Statistics Explained

Archive:EU statistics on income and living conditions (EU-SILC) methodology – sampling

Revision as of 16:13, 3 March 2015 by Megliem (talk | contribs)
PAGE UNDER CONSTRUCTION !!!
Data extracted in Month YYYY. Most recent data: Further Eurostat information, Main tables and Database. Planned article update: (dd) Month YYYY(, hh:00).

This article is part of the Eurostat online publication EU statistics on income and living conditions (EU-SILC) methodology, which offers a description of the dimensions along with the EU-SILC indicators are disseminated in Eurostat's dissemination database within the overall domain of Income and living conditions. Since the indicators are of multidimensional structure are analysed simultaneously along several dimensions, and published in separate datasets along with different combinations of dimensions. The articles presents these dimensions and provides information on their methodological limitations.

Introduction

EU SILC is a sample survey. The legislation specifies that data shall be based on nationally representative probability samples and prescribes minimum effective sample sizes, but leaves to the country the choice of a specific sampling design. This articles describes the main characteristics of the sampling design and the sampling error for the main EU-SILC indicator: AROPE.

Sampling frames

The big strength of EU-SILC is the usage of the best sampling frames available in each National Statistical Institute (NSI). According to the framework, data are to be based on a nationally representative probability sample of the population residing in private households within the country, irrespective of language, nationality or legal residence status. All private households and all persons aged 16 and over within the household are eligible for the operation. Persons living in collective households and in institutions are generally excluded from the target population. The sampling frame as well as methods of sample selection should ensure that every individual and household in the target population is assigned a known probability of selection that is not zero. As shown in Table 1, the vast majority of countries used for the 2011 EU-SILC operation population registers, or national census or a master sample derived from the census.

Sampling design

The sample design describes all the steps to be carried out when selecting a sample of households or persons. It aims to improve the quality of the estimates produced and to control costs. Various strategies are in place in different countries to achieve this objective. The table below summarizes the sampling design used in each country for the 2011 operation. Countries choose a specific sampling design according to the structure of the country and the population, according to existing information and taking into account budgetary constraints. The most used sampling design is stratified multistage sampling. Only five countries do not use stratification criteria to draw their sample. In details: Malta, Denmark and Island use a simple random sample design and Sweden as well as Norway use a systematic sample. Concerning all the remaining countries, they apply one or more stratification criteria, mainly a geographical stratification. Among them, the majority uses a multi-stage sampling with the exception of Luxembourg, Germany, Cyprus, Slovakia, Switzerland, Austria and Lithuania which use a stratified simple random sample. Estonia uses a systematic stratified sample and Hungary is the only country to apply a different sampling design for drawing each rotational group. Countries send every year to Eurostat general information on the sampling design used and detailed information at the level of microdata on the strata and PSU from which each household is drawn. The efficiency of the sampling design has a big impact on standard error and should be monitored over time. On the other side, changing it is extremely costly.

Standard error estimation

Given the high policy relevance of EU-SILC there is increasing demand from the stakeholders for accuracy measures of the published indicators and for measures of the significance of net change of indicators over time for correct monitoring of the evolution of social exclusion phenomena. As seen, EU-SILC is a complex survey involving different sampling design in different countries. For this reason, "to the book" standard methods for calculating accuracy measures are not directly applicable. Eurostat with the substantial contribution of Net-SILC2 has put in place a simple method for standard error estimation based on linearization and coupled with the ultimate cluster approach.

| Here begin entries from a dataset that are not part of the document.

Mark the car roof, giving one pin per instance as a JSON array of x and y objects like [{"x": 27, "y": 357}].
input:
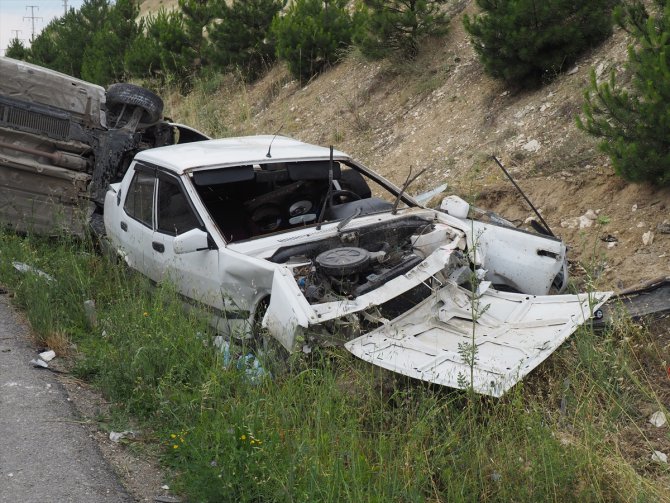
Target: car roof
[{"x": 233, "y": 152}]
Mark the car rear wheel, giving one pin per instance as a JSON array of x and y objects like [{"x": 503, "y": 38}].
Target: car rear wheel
[{"x": 130, "y": 95}]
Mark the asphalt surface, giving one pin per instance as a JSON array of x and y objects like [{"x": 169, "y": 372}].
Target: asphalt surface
[{"x": 46, "y": 455}]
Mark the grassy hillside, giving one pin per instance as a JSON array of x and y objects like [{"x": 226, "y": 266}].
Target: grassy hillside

Linearization, some background

Suppose we wish to estimate , where is the value of a study variable for . can be either continuous, in which case is the sum of all values of over the population (e.g., total household income) or dichotomous (e.g., 1 if the person is unemployed, 0 otherwise). If is a dummy variable, refers to the total number of units which fall in the underlying category (e.g., total number of unemployed persons in the population). Let be an estimator of , for which an estimate of the standard error is wanted. The variance estimator of is given by:

     (1)

• h is the stratum number, with a total of H strata • i is the primary sampling unit (PSU) number within stratum h, with a total of nh PSUs. We assume nh  2 for all h. • j is the household number within PSU i of stratum h, with a total of mhi households • hij is the sampling weight for household j in PSU i of stratum h • and

The variance formula (1) applies to linear indicators, i.e. means, totals and proportions. However, most of the EU-SILC key indicators are non-linear (e.g., the median income or the Gini coefficient). In order to estimate the variance of non-linear statistics, the linearisation method may be used (Deville 1999, Osier 2009). The principle is to reduce non-linear statistics to a linear form by retaining only the first-order term in an infinite Taylor-like series, thus getting a linear function of the sample observations As we know how to estimate variances of linear functions of means and totals, the variance of the linear approximation can be calculated and used as an approximation of the variance of the non-linear statistic. The linearisation procedure is justified on the basis of asymptotic properties of large samples and populations.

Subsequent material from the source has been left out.